Was just over at Entertainment Earth, and they have the new (old?) Viper listed for March 2013 delivery.
That's pretty soon, is this correct? What have you guys heard?


----------



## Moebius (Mar 15, 2007)

Not quite that soon, we had hoped that early. Look for it early Summer.


----------



## sg-99 (Jan 11, 2009)

Summer is going to be an awesome time to build vipers!:thumbsup:


----------



## TIEbomber1967 (May 21, 2012)

Between the Battlestar Pegasus, the Batmobile/Tumbler, and the Nautilus from Pegasus Models, a summer delivery for the Viper will be just fine.
Thanks for stopping by and giving us the correct info.


----------



## bane-7 (Jan 10, 2009)

*TOS Galactica models*

MOEBIUS.....

As a child of the 60's and young man of the 70's who grew up watching the show's who's subject matter you've recently given us in the form of these AWESOME model kits,( BTW I would have killed for at the time) I want to thank you for what you've given us already, and also for what you have in store for us soon.
My question is, is there any chance we could possibly see, (at some point)
A Galactica shuttle kit, and Landram kit?:thumbsup:
Hopefully in the same scale as the Viper and Raider???
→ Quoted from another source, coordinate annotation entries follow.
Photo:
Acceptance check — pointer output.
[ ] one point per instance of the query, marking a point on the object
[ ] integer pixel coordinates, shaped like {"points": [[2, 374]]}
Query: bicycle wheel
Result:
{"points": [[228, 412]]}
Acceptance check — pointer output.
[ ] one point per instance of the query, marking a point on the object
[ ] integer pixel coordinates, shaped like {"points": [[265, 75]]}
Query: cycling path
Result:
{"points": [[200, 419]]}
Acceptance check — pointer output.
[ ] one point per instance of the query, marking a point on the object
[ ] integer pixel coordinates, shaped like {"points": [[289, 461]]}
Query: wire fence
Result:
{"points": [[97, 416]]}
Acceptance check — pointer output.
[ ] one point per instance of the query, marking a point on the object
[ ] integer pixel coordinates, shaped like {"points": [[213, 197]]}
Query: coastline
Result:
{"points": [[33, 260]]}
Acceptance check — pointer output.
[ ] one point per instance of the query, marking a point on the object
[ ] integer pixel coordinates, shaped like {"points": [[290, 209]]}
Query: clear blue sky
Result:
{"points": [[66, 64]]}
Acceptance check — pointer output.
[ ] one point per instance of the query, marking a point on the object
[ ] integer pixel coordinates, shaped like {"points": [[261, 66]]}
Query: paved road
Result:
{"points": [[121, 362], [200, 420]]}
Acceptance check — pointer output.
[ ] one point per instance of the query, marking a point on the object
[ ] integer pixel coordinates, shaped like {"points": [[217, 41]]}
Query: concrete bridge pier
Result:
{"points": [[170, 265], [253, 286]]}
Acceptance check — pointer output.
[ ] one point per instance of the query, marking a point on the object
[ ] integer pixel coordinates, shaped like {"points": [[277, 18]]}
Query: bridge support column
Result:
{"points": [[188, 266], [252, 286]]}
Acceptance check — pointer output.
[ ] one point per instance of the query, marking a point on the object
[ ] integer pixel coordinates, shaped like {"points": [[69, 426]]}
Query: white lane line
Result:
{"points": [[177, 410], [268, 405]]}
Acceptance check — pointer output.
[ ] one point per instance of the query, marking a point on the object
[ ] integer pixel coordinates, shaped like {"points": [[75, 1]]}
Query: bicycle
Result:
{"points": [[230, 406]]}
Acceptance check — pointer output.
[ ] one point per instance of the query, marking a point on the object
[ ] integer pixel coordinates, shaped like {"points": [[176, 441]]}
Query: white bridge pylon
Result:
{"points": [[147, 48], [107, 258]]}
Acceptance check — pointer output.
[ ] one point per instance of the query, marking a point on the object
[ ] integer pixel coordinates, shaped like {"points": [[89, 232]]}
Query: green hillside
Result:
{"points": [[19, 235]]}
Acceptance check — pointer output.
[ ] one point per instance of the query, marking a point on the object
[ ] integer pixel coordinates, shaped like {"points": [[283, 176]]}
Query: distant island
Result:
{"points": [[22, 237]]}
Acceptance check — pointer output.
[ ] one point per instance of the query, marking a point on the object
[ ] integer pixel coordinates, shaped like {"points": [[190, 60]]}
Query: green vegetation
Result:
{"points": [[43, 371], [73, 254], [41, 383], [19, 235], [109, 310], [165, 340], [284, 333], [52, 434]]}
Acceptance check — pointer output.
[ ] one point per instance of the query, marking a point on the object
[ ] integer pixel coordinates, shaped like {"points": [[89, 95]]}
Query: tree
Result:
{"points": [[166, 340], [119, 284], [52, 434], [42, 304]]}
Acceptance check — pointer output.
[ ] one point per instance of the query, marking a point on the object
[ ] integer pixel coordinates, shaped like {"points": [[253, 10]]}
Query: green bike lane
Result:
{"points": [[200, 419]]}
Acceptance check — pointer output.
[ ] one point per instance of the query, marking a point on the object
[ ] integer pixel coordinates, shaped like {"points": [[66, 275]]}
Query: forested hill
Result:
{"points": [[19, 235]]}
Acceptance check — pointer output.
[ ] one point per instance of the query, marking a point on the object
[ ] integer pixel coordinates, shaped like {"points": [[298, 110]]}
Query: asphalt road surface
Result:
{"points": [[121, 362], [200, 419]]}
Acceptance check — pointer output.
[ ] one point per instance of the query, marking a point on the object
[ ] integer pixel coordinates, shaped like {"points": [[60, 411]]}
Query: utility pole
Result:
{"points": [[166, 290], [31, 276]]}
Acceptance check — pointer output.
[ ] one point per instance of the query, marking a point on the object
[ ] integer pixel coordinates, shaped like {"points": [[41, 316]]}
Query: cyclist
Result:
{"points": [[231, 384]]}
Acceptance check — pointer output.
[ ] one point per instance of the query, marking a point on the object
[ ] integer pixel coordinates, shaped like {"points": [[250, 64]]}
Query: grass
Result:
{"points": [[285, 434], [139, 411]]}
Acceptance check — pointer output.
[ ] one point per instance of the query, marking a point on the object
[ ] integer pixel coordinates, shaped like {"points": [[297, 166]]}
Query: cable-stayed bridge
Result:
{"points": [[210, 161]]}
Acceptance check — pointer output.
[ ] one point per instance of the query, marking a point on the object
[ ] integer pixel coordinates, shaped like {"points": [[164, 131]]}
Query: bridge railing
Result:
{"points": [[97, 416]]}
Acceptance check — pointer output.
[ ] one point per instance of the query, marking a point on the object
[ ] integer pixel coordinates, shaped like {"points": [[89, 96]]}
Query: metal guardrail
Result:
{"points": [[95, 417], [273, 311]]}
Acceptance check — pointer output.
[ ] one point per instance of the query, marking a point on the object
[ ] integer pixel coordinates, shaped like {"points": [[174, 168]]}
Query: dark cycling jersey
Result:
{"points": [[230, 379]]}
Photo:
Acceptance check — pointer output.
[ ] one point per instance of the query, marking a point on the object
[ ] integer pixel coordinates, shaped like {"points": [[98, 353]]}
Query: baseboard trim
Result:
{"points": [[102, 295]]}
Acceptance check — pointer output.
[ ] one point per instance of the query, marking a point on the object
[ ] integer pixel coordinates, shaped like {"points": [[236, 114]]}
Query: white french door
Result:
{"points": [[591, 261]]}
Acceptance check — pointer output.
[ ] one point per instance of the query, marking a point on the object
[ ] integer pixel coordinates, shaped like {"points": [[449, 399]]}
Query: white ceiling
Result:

THANKS so much, and please consider these if not already in the works?


----------



## ClubTepes (Jul 31, 2002)

bane-7 said:


> MOEBIUS.....
> 
> As a child of the 60's and young man of the 70's who grew up watching the show's who's subject matter you've recently given us in the form of these AWESOME model kits,( BTW I would have killed for at the time) I want to thank you for what you've given us already, and also for what you have in store for us soon.
> My question is, is there any chance we could possibly see, (at some point)
> ...


Well, Considering that the Colonial Shuttle is 110 feet long and so a 1/32 Scale shuttle would be 41.25 inches long, then I would highly doubt that.


----------



## bane-7 (Jan 10, 2009)

Wow....
Had no idea the shuttle was supposed to be that long...
Well...if that's the case, then a kit in the same scale would be abit to big... oh well.
A smaller scale for the shuttle then.


----------



## teslabe (Oct 20, 2007)

bane-7 said:


> MOEBIUS.....
> My question is, is there any chance we could possibly see, (at some point)
> A Galactica shuttle kit, and Landram kit?:thumbsup:
> Hopefully in the same scale as the Viper and Raider???
> ...


I'd love to see the Landram done. Since the track assembly was ether the same type
or so close to that used in the Snowcat's chassis I'd think alot of the Chariots lower parts could be carried over to this kit. We can only hope and how many times has Moebius made us very happy with new offerings......:thumbsup:


----------



## bane-7 (Jan 10, 2009)

Yea.....with figures to:thumbsup:


----------